There are other universities across the UK that have had to make tough decisions, with several making large redundancies in recent years. Some may be justified, but many are not. It has also impacted across academia, with science subjects also hit hard at some universities. The University of Cambridge, traditionally strong in both the sciences and the humanities, has recently planned to substantially cut its biomedical science departments and institutes. Yet, for most universities, it is often the arts and humanities, already underfunded, which often get hit the hardest. This is especially true in the case of Exeter.
It is often claimed that humanities subjects are not relevant to the modern economy, with recent governments focusing on short-term industrial strategy that prefers science, technology, engineering and mathematics over the arts and humanities. This is frankly absurd. Humanities subjects teach us the critical skills we so desperately need and are relevant in every job sector. The social sciences help us understand society in new and insightful ways, often with meaningful benefits for public policy. The arts show us new ways of seeing and observing, and are what give human life meaning and expression. Without these subjects, our graduates and young people will be ill-equipped for the job market, the heart of academia will be dead, and humanity will be lost.
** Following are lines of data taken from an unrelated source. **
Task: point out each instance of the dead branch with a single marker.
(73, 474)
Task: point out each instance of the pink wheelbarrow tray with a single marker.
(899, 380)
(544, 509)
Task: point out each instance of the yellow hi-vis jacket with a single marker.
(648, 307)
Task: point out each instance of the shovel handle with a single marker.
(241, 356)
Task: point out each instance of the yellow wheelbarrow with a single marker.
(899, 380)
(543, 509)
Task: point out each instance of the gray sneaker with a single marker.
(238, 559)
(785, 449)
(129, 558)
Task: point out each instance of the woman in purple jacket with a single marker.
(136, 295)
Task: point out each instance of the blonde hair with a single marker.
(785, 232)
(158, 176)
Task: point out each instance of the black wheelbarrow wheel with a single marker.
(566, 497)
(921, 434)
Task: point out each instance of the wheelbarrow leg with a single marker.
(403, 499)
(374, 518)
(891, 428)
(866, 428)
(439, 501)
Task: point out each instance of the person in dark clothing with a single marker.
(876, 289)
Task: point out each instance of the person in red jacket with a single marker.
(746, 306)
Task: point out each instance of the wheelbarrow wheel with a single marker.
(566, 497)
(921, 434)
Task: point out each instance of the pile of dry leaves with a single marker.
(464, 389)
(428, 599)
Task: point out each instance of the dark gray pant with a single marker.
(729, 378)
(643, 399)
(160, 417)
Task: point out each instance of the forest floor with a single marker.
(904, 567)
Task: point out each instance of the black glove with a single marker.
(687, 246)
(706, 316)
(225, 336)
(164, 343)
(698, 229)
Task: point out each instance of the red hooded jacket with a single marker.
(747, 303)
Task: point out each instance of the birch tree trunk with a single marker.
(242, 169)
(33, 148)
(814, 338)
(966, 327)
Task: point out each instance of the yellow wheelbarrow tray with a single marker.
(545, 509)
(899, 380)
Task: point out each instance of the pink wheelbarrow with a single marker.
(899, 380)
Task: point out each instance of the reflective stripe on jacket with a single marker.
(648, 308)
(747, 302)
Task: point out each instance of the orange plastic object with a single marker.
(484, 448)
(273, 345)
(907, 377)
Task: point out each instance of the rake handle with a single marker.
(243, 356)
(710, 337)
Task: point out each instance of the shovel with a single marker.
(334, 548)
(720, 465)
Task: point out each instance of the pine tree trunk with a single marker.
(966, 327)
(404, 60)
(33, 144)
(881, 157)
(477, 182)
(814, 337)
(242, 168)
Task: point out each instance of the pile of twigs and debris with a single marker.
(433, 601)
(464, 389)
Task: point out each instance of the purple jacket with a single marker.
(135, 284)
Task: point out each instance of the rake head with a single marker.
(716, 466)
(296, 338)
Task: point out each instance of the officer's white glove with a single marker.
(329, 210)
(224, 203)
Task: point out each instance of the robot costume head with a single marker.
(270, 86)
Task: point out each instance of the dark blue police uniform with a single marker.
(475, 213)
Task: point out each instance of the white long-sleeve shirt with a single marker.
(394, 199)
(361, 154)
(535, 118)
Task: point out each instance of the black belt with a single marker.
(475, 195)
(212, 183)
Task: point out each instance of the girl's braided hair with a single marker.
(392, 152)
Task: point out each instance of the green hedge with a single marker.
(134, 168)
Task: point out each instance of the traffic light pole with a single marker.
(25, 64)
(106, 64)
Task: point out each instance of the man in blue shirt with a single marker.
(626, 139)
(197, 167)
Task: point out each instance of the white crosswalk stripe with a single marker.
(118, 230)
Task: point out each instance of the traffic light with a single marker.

To borrow from a fellow student, when you cut staff, you cut possibilities. When you cut departments, you cut futures. When you cut the humanities, you cut away part of our collective humanity.
The light of academia shines bright at the University of Exeter, and there is some hope on the horizon. The Exeter branch of the University and College Union (EUCU) is determined to support its members and fight these unjustified and reckless cuts. They have the support of the university’s student community, both undergraduate and postgraduate, who stand in solidarity with the union and their academic colleagues, tutors, and mentors. A campaign is underway to raise public awareness and persuade the university senior management to rethink its plan for compulsory redundancies. A public petition has already reached well over 10,000 signatures and counting, with students, staff, alumni and colleagues from across the world adding their support.
I sincerely hope that the University of Exeter listens to its own professionals and experts, its students, staff, and alumni, and cancels its reckless and shortsighted policy of redundancies. As I travel abroad in the name of the institution to which I belong, I call upon the leadership of the University of Exeter not to extinguish the light.